AI comes with some risks, however. There is every chance that supermarkets and produce stores will simply leverage AI to enhance screening efforts. This means that more food may grade lowly based on aesthetic reasons – for example, the “fugly” produce that we sell – and is left with farmer to dispose of if they can’t sell via an alternate means. Australia already has an issue where as much as 25 per cent of produce doesn’t leave the farm. So, it will be important to make sure that AI is specifically used to improve sustainability outcomes.

One final area of research heavily leverages technology to improve food efficiency. Scientists and researchers are finding fascinating ways to turn ingredients otherwise unfit for human consumption into foodstuffs. For example, an Israeli startup, Mush Foods, is taking side streams from coffee, beer, soy and corn production to turn into a protein. Meanwhile, Estonia’s ÄIO recently successfully raised €1 million in venture funding. Its product? Taking wood and agricultural industry by-products, such as sawdust, and turning them into alternative oils and fats.
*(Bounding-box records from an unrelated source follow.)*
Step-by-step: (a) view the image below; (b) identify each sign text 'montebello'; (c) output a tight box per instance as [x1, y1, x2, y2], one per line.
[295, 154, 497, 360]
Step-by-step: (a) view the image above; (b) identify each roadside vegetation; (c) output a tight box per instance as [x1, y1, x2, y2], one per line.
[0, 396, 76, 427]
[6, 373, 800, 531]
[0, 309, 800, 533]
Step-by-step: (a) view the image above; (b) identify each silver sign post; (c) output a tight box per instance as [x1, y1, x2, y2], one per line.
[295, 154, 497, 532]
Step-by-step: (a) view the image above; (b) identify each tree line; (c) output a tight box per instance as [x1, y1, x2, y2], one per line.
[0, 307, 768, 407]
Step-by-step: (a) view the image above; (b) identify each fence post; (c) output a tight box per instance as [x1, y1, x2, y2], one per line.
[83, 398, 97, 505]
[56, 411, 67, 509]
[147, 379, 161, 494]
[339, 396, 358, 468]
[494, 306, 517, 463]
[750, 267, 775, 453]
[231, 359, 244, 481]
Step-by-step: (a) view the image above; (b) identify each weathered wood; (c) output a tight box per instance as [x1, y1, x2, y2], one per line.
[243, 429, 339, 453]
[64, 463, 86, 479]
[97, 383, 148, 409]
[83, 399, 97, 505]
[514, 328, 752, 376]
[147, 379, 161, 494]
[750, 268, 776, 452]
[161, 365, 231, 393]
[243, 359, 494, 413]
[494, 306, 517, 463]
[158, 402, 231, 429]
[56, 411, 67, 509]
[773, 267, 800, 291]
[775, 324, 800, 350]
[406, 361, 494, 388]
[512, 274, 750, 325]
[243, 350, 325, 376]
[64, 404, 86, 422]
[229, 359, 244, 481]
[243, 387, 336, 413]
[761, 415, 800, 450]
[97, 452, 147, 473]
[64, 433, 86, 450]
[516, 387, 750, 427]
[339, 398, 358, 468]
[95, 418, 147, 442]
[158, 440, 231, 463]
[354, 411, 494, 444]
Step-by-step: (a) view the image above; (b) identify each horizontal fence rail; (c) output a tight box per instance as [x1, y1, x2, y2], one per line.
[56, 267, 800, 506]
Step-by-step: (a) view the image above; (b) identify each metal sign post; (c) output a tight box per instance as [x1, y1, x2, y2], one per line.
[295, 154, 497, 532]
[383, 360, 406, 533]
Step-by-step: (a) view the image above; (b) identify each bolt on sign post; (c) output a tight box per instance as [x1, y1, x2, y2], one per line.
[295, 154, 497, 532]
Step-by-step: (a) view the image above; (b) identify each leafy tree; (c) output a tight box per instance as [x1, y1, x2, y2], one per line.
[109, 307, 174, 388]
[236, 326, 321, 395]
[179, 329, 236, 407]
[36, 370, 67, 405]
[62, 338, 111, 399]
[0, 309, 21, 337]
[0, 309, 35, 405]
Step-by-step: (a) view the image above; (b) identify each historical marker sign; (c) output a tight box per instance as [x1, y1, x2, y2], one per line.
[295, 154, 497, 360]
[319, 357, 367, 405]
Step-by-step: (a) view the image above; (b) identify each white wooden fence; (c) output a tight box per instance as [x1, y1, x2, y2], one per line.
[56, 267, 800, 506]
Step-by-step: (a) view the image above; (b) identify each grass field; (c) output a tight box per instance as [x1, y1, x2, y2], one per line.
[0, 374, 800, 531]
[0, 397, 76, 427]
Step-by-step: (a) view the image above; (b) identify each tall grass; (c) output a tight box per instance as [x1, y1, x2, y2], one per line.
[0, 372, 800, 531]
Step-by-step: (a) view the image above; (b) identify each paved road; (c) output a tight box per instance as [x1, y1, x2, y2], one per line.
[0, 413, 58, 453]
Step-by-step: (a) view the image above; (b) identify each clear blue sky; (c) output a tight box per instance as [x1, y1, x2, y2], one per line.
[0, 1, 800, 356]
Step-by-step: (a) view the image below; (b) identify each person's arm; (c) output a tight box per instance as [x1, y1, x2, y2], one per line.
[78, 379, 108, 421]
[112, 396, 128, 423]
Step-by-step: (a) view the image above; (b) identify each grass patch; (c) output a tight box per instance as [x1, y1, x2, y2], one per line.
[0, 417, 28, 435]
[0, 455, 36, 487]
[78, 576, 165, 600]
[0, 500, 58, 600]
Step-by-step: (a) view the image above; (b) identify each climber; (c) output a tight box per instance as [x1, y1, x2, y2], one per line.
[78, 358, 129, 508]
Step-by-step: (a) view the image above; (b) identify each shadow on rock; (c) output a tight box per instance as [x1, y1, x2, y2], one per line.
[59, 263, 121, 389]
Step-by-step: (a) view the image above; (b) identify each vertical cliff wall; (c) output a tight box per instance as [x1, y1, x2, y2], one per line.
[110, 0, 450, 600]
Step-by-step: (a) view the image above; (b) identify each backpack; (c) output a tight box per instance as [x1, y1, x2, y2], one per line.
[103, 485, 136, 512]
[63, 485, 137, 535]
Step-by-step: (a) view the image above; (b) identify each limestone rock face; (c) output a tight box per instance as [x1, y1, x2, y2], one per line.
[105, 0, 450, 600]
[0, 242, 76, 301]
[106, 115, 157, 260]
These solutions offer a way to recycle otherwise wasted food products, and feed an ever-growing population. The world needs to increase food production by 60 per cent by 2050 to meet the population’s food needs. Wasting 30 per cent of that would be catastrophic. As a society we need to tackle this problem from multiple angles – we need to significantly improve supply chain efficiencies, more accurately manage supply and demand at the point of consumption, and find innovative ways to make sure nothing ends up being wasted.